Comment puis-je décrire le visage de ma femme la première fois qu’elle m’a vu m’enfoncer un gros porc de tabac à chiquer dans la lèvre inférieure ?
Imaginez le visage que Rosemary a fait lorsqu’elle a aperçu pour la première fois son bébé démon. Révolte, nausée, incompréhension. Ou encore, imaginez la tête que pourrait faire votre conjoint si vous lui disiez : « Voulez-vous essayer cette culotte que j’ai trouvée dans le placard de ma sœur ? ».
Sourcils froncés, lèvre supérieure retroussée, yeux plissés. C’était un visage qui me donnait beaucoup trop de jubilation immature.
Mais je comprends. Dans mon cercle social, le tabac à chiquer suscite un dégoût universel. Il évoque le mariage avec votre cousin germain, le cancer de la mâchoire et les tasses de crachats bruns chauds lors d’horribles fêtes de fraternité, il y a longtemps.
C’est parce que je vis dans une bulle artistique à faible taux de testostérone.
Dans mon cercle social, le tabac à chiquer suscite un dégoût universel.
Dans une grande partie du reste de l’Amérique, le tabac sans fumée est énorme et devient plus énorme. En 2013, environ six millions d’Américains se fourraient régulièrement du tabac dans la bouche, et les ventes augmentaient d’environ 6 % par an.

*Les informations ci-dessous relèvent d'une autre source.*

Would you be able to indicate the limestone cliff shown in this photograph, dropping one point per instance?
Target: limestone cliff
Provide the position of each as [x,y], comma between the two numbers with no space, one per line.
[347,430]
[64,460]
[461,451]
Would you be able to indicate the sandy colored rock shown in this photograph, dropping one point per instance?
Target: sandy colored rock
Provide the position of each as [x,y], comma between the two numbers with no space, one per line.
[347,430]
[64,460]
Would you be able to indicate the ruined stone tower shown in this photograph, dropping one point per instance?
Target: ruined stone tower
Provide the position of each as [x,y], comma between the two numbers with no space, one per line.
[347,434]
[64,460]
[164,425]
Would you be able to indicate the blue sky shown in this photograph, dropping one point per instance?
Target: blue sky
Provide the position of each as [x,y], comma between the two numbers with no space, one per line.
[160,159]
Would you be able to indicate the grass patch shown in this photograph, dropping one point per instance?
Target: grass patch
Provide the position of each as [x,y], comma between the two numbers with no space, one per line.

Comme vous pouvez l’imaginer, un grand nombre d’utilisateurs sont des joueurs de baseball et de bons vieux garçons. Mais d’après mes recherches, certes non scientifiques, le produit fait également fureur chez les Wall Streeters. J’ai rencontré plusieurs financiers qui gardent semi-secrètement une boîte dans la poche arrière de leur costume. Le tabac sans fumée est suffisamment important pour faire l’objet d’une répression. En 2017, dix stades de ligues majeures l’auront interdit.
Mes rédacteurs en chef – qui viennent tous du Texas, pour une raison ou une autre – ont été choqués qu’un Yankee comme moi n’y ait jamais goûté. Ils m’ont prescrit une solution : Prendre du tabac oral (nom de rue : « dip » ou « chaw ») pendant un mois et faire un rapport.

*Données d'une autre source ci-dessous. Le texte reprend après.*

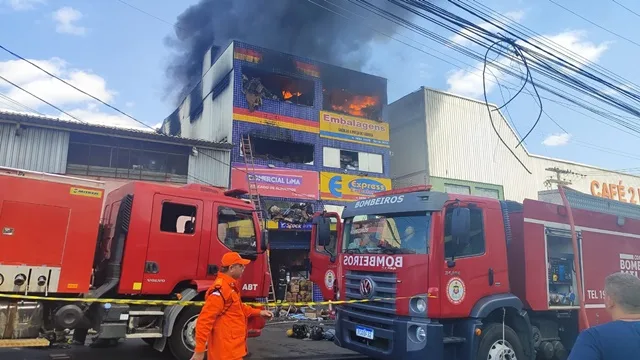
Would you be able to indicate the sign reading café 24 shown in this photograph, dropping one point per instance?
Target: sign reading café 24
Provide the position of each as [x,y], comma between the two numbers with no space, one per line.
[615,191]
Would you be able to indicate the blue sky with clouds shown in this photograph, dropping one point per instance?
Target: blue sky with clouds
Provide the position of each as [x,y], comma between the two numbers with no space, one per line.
[118,54]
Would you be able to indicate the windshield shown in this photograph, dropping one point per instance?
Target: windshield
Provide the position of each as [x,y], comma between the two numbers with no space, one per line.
[406,233]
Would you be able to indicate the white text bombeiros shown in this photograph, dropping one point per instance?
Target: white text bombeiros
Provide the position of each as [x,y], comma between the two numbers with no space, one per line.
[381,261]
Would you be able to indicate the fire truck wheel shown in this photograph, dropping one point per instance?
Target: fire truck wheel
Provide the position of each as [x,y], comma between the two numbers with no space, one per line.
[493,346]
[182,340]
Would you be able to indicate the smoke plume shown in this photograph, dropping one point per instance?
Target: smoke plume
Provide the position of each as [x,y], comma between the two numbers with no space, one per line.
[298,27]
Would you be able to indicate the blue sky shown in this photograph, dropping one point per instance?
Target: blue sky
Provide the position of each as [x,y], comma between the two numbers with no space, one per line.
[118,54]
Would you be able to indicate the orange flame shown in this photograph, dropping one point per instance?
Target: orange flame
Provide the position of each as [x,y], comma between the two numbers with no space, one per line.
[356,105]
[288,94]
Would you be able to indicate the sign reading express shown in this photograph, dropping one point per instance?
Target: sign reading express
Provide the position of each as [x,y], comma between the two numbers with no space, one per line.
[353,129]
[344,187]
[615,191]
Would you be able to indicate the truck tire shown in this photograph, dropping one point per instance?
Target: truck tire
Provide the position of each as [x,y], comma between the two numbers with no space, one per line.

Alors, un jeudi matin au hasard, je prends une pincée de Skoal Classic Mint de la taille d’une cerise et la range à côté de ma gomme.
Sur le plan du goût, je suis préparé au pire. Un commentateur utile sur Internet a prévenu que le dip a un goût de « bite de Big Foot ». Un autre : comme « un rongeur a explosé dans ma bouche ». Mais en fait, je trouve ça plus bizarre que dégoûtant. Le goût propre de la menthe se mélange au tabac sale – c’est un paradoxe étrange, comme si je léchais un cendrier rempli de Tic Tacs et de mégots de Marlboro.

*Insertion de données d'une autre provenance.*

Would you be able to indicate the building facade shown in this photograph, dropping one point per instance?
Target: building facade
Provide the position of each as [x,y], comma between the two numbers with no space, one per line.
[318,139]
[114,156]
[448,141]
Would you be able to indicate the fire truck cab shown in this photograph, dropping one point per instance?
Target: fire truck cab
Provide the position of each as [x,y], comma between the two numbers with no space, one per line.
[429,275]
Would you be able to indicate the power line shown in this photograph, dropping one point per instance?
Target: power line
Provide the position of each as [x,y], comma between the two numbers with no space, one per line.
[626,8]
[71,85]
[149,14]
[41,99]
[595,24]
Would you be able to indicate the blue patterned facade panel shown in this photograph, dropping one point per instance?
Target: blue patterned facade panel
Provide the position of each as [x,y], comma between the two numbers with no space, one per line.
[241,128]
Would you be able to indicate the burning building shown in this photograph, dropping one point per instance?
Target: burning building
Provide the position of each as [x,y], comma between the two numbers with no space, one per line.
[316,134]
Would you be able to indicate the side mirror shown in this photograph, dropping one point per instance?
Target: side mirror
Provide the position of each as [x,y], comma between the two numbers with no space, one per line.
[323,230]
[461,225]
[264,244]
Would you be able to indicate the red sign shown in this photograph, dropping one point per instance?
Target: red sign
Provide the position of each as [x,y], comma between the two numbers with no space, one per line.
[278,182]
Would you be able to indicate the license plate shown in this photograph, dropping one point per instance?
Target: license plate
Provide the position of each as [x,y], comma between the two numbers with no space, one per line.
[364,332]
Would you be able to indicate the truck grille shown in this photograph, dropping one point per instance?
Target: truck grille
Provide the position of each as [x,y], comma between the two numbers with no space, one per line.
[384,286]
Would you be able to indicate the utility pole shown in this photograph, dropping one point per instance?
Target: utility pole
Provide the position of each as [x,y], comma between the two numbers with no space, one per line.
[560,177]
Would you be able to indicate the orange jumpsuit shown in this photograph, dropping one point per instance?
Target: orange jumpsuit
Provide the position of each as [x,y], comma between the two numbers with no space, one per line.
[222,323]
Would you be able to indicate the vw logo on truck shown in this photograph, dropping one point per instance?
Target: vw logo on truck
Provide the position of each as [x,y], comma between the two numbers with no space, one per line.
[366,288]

Physiquement, c’est plus un défi que je ne le pensais. Le tabac me pique la joue comme du jus d’orange sur un aphte. Et je n’ai aucun contrôle sur ma bourre. Elle est censée rester compacte, mais des brins de tabac migrent partout dans ma bouche. La salive s’accumule rapidement. Je mets ma bouteille vide Poland Spring sur mes lèvres et je fais de mon mieux. Mais au lieu de la balle que j’ai vu les joueurs de baseball émettre, je laisse échapper une bave désordonnée qui dégouline du menton.
Comme pour la sensation : C’est fantastique, jusqu’à ce que ça ne le soit plus. Pendant les cinq premières minutes, j’ai l’impression que quelqu’un me pompe de l’hélium dans le crâne. Une des meilleures montées de tête que j’ai jamais eue. Je ne peux pas m’empêcher de sourire, comme une hôtesse de l’air démente.
Physiquement, c’est plus un défi que je ne le pensais. Le tabac me pique la joue comme du jus d’orange sur un aphte.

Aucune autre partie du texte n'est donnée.